Anthony Rayner
Over the last few decades, globalisation saw economies move increasingly in lock step with each other, in terms of economic growth and the trend for subdued inflation. Partly as a result of this, policy became more synchronised too, compounded by a belief in the power of very loose monetary policy and, until more recently, tight fiscal policy, led by a preference for austerity. This policy combination was embraced by many authorities.
The crises too became more global, whether it was the Global Financial Crisis or Covid-19. In the case of the latter, increasingly globalised trade and travel contributed to the speed of transmission across societies.
However, while the response to Covid by authorities has always varied to some degree, more recently there has been an increasing gap between, for example, the “zero-Covid” policy of China and many other societies, who are increasingly “learning to live” with Covid.
This divergence is having an impact on economic growth and monetary policy. The US is growing at a decent clip, inflation is at multi decade highs and monetary policy has taken a sharply hawkish turn. At the same time, the People’s Bank of China is easing monetary policy, due to weaker growth and slowing inflation, in part due to the country’s zero-Covid policy, as well as the troubled property sector. So, the world’s two biggest economies are moving in opposite policy directions.
What does this mean for financial markets? In the few decades before Covid, as monetary policy converged, particularly as policy became more extreme, the performance of many assets converged, including equities and bonds, moving higher over time.
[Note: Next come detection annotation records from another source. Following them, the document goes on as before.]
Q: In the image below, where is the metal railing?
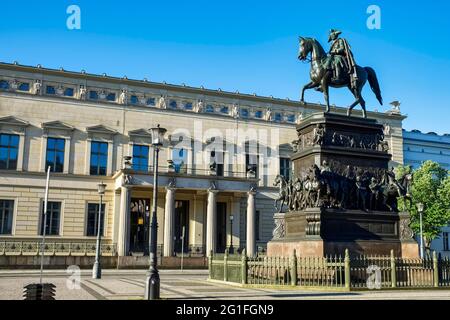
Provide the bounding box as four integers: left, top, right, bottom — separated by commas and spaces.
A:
125, 165, 251, 178
0, 241, 117, 256
209, 250, 450, 290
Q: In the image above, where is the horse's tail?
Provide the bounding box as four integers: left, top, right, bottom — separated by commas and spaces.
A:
364, 67, 383, 105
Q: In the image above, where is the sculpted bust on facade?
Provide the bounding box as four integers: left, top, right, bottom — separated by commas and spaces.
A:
119, 89, 128, 104
158, 95, 167, 109
78, 85, 86, 100
33, 80, 42, 95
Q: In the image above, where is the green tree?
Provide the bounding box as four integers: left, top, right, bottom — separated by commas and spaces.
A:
396, 160, 450, 249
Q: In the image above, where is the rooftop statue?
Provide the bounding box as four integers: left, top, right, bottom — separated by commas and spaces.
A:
298, 29, 383, 118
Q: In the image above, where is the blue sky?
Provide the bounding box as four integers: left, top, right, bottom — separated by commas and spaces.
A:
0, 0, 450, 134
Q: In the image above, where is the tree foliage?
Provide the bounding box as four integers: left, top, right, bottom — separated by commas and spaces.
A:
396, 160, 450, 247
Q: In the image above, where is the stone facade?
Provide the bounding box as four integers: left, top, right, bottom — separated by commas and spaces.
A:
0, 64, 404, 256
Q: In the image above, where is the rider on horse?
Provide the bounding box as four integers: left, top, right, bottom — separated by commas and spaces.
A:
324, 29, 358, 89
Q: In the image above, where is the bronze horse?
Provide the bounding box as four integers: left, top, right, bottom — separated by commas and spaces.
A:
298, 37, 383, 118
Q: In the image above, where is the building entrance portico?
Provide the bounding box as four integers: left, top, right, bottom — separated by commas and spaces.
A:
130, 198, 150, 255
174, 200, 189, 254
216, 202, 229, 253
115, 169, 255, 257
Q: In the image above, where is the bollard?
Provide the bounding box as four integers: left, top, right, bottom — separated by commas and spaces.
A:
344, 249, 350, 289
391, 250, 397, 288
241, 249, 247, 284
223, 249, 228, 281
433, 251, 439, 288
291, 249, 297, 286
208, 250, 213, 279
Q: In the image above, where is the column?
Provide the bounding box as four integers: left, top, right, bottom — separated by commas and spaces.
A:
117, 187, 131, 256
231, 199, 241, 252
246, 190, 256, 257
163, 187, 175, 257
206, 189, 219, 256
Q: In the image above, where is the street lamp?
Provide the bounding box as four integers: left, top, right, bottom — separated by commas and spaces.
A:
92, 181, 106, 279
416, 202, 424, 259
228, 214, 234, 254
145, 124, 167, 300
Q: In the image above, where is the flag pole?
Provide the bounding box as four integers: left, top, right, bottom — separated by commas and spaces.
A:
39, 166, 50, 285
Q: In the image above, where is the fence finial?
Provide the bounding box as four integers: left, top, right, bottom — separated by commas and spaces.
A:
344, 249, 351, 290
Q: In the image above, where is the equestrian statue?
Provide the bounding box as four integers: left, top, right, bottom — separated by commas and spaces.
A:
298, 29, 383, 118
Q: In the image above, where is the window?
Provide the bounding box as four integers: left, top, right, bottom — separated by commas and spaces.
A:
41, 201, 61, 236
280, 158, 291, 181
89, 91, 98, 100
0, 80, 9, 90
18, 82, 30, 91
90, 141, 108, 176
273, 112, 283, 122
64, 88, 73, 97
130, 95, 139, 104
133, 144, 149, 171
106, 93, 116, 101
245, 154, 259, 177
86, 203, 105, 237
442, 232, 449, 251
0, 134, 19, 170
287, 114, 295, 122
45, 86, 56, 94
210, 150, 223, 177
45, 138, 66, 172
169, 100, 177, 109
255, 211, 261, 241
172, 149, 187, 173
0, 200, 14, 234
220, 106, 229, 114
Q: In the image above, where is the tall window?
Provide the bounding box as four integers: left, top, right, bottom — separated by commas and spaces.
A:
0, 134, 19, 170
172, 149, 187, 173
210, 150, 223, 177
133, 144, 149, 171
255, 211, 261, 241
280, 158, 291, 180
86, 203, 105, 237
90, 141, 108, 176
442, 232, 449, 251
245, 154, 259, 177
41, 201, 61, 236
45, 138, 66, 172
0, 200, 14, 234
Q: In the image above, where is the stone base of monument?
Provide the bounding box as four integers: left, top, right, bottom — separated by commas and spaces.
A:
267, 113, 419, 258
267, 208, 419, 258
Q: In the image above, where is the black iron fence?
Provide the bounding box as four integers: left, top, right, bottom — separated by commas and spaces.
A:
209, 250, 450, 290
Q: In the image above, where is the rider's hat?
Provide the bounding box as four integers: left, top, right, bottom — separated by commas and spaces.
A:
328, 29, 342, 42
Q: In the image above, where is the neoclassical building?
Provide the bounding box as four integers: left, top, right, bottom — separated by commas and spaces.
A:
0, 63, 404, 264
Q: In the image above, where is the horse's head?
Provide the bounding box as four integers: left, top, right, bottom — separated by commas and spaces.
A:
298, 37, 312, 61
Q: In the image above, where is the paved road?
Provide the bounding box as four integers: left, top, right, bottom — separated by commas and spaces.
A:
0, 270, 450, 300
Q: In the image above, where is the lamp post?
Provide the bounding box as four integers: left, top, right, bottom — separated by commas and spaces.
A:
92, 181, 106, 279
145, 124, 167, 300
228, 214, 234, 254
417, 202, 424, 259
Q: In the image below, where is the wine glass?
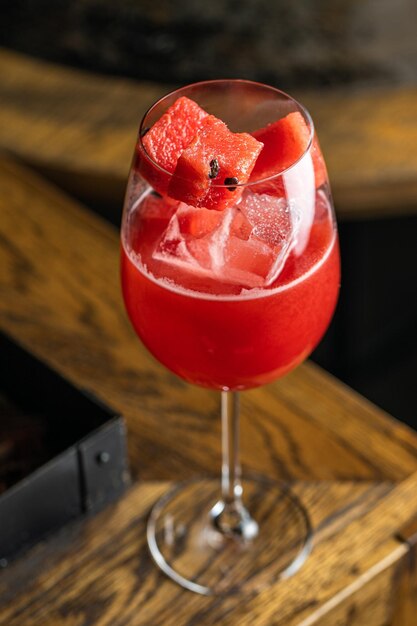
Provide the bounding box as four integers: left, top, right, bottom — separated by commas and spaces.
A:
121, 80, 340, 595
As a result, portfolio diversification became less clear cut, even if government bonds frequently bailed out the equity markets in times of turmoil (helped by aggressive policy action).
More recently though, higher US Treasury yields and a more hawkish Fed policy not only signal a divergence from some major economies but also the ending of emergency monetary policy and, indeed, an attempt to normalise policy.
The prevailing dynamic of globalisation is being challenged too, for example, by increased nationalism, more stringent border controls and attempt by the US to contain China economically.
As economies and policy makers start to move more independently, we should expect assets to follow. In January this year, for example, the NASDAQ Index was down materially but the FTSE 100 Index was up. As a general rule, diversity is healthy but it depends on how quickly markets adjust and, crucially, how US Treasuries behave. Assuming markets don’t become too dislocated, this should be a good environment for achieving better portfolio diversification, especially for active, genuinely global, multi asset funds.